How to become PCI compliant

If you’re opening a new business or taking ownership of an existing one, there’s one thing you can’t afford to overlook: PCI compliance. You may have heard about PCI compliance but still be unsure about what it entails. This article covers the basics of PCI compliance to help get you going in the right direction.

What is PCI DSS?

The Payment Card Industry Data Security Standards (PCI DSS) is a set of global security standards designed to ensure that all entities involved in accepting, processing, storing or transmitting credit card information maintain a secure environment. PCI DSS is overseen by the Payment Card Industry Security Standards Council (PCI SSC), which was created by the payment card brands Visa, Mastercard and American Express.
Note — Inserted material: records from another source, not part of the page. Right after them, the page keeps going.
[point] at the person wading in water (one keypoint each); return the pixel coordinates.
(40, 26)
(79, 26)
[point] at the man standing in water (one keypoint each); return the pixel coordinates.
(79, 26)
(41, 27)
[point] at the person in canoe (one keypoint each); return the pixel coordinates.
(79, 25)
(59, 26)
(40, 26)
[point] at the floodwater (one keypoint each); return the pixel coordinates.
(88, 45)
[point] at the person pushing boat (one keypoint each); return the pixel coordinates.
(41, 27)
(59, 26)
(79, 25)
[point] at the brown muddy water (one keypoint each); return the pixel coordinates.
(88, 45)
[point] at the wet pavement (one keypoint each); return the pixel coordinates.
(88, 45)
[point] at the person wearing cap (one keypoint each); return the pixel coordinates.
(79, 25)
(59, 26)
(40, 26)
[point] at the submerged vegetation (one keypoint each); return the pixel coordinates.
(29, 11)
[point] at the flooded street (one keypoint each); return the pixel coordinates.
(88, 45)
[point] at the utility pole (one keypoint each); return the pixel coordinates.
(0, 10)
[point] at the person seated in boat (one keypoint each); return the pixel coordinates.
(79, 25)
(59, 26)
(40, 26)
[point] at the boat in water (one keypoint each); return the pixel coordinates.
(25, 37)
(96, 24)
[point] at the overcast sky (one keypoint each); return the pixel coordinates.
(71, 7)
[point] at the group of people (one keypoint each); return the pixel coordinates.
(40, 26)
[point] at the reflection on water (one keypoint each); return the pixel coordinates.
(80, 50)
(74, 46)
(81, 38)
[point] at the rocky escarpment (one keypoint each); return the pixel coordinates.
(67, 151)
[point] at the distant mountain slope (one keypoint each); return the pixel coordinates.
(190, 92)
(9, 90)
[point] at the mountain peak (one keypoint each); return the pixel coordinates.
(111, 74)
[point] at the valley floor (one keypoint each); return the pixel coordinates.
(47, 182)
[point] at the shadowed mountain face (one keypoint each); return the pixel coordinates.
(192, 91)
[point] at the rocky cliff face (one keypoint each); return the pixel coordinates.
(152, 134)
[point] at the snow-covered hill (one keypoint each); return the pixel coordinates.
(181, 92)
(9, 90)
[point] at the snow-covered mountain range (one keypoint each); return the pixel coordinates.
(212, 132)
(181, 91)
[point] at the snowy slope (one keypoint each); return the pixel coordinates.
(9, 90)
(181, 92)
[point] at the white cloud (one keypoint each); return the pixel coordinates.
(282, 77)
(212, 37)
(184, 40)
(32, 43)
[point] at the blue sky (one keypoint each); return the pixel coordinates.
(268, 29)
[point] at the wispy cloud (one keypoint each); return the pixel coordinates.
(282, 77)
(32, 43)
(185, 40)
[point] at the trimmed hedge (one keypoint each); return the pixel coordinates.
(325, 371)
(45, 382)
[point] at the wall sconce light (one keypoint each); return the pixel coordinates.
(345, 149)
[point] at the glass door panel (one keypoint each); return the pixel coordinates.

This article outlines the essentials of what you’ll need to know to get your business started with a new merchant account to accept electronic payments.

Payment card brands and acquirers are responsible for enforcing PCI compliance, but they aren’t equipped to inspect every business to make sure PCI regulations are being met. Merchants are presumed innocent – or compliant – until they experience a breach. While PCI enforcement has historically been more relaxed in the UK and Europe compared to the United States, enforcement rates are on the rise.

One important thing to note is that PCI compliance is not a one-time event – it’s an ongoing activity. For merchants, this means active monitoring and maintenance of your business systems and technologies.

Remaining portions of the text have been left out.